Do product people need project managers?

Jason Knight
4 min readMay 8, 2022

I ran an interesting poll on Twitter recently asking for product managers’ opinions of project managers, and whether they want to work with them. Project managers get a bit of a rough ride in product management circles and much of the classic literature, but what did people really think? I was pretty surprised.

What the..!?

I was surprised because nearly 60% of people seem to want to work with project management in their product development process. That’s not a slight on project managers from me… I have worked with some fantastic project managers in my time! However, it does run counter to the traditional product management narrative.

Some of the replies to the poll were interesting and made me think a little bit about the role of project management in product development, where project managers can deliver value, and the types of project managers that we might work with.
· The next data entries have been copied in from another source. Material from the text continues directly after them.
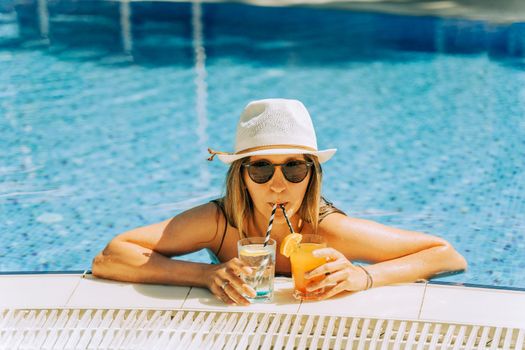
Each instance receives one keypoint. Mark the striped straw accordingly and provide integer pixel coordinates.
(287, 220)
(270, 224)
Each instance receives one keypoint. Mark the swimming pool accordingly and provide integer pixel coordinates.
(107, 108)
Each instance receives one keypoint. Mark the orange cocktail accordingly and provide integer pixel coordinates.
(303, 261)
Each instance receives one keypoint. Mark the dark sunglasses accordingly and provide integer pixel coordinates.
(261, 171)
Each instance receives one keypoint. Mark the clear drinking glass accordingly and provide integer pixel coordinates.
(303, 261)
(261, 259)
I broke them down into four main groups (I’m sure there are more) in order of desirability:

The emergency Scrum masters

This is an interesting one that you might see in a company that is digitally transforming or moving from a professional service to a product mindset. That’s a good transformation to undergo, but we all know it’s not just a case of splitting your waterfalls into 2-week chunks and carrying on as usual. It takes substantial cultural change to do any of this stuff properly, and simply assuming that your project managers can take a 2-week course (if you even send them on a course at all) and become Scrum masters is not it at all.
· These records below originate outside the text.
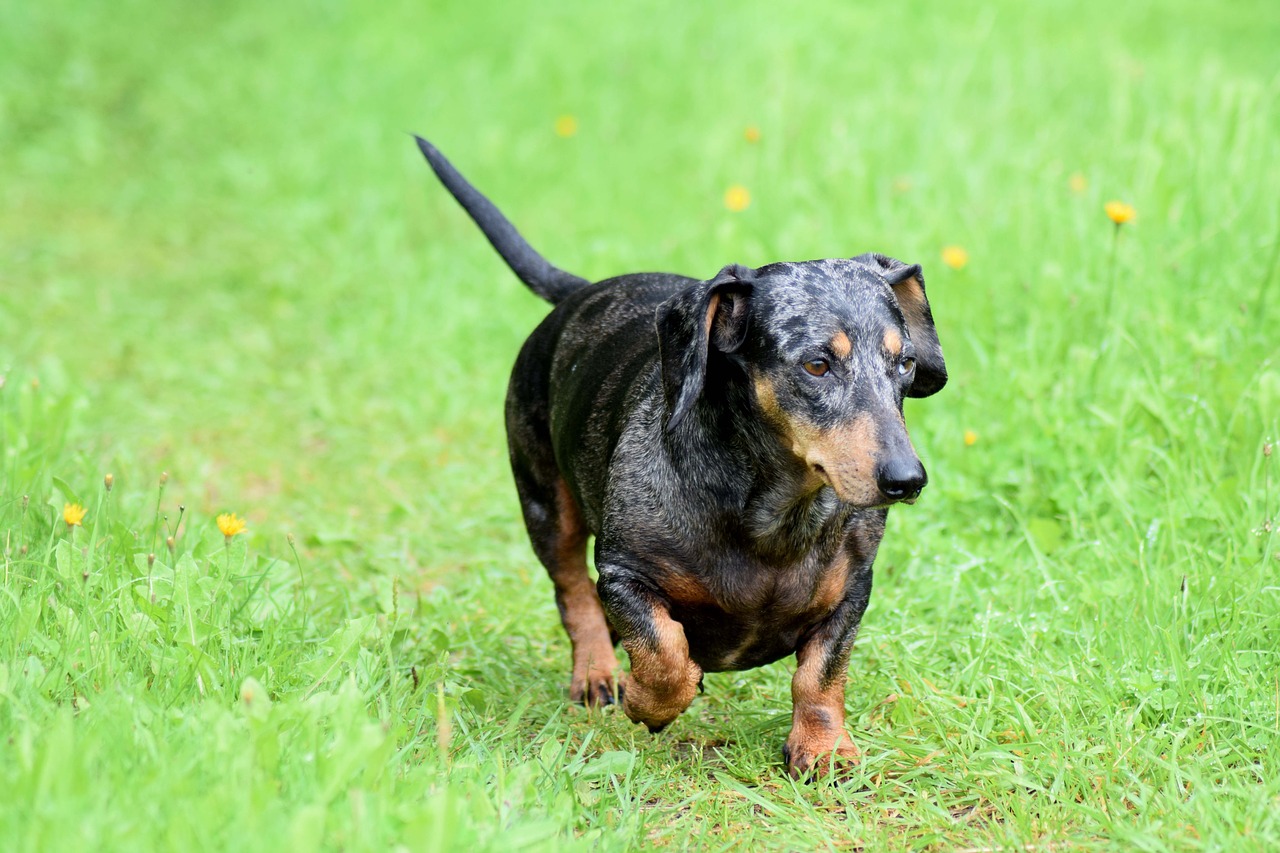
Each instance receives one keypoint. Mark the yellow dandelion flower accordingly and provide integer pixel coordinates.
(231, 524)
(73, 514)
(566, 126)
(1119, 211)
(737, 199)
(955, 256)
That’s not to say that project managers (or anyone else for that matter) can’t train to be effective Scrum masters because I’m sure that many absolutely can. But if they’re just going to be treating each Sprint as a mini project and micromanaging the ceremonies, that’s not it. It really isn’t.

Red / Amber / Green Gantt jockeys

People in this group are mainly interested in creating beautifully crafted delivery plans and trying to introduce predictability to the product management process. They see the way to do this as asking people for constant updates so they can produce status reports for the leadership team showing whether things are on track.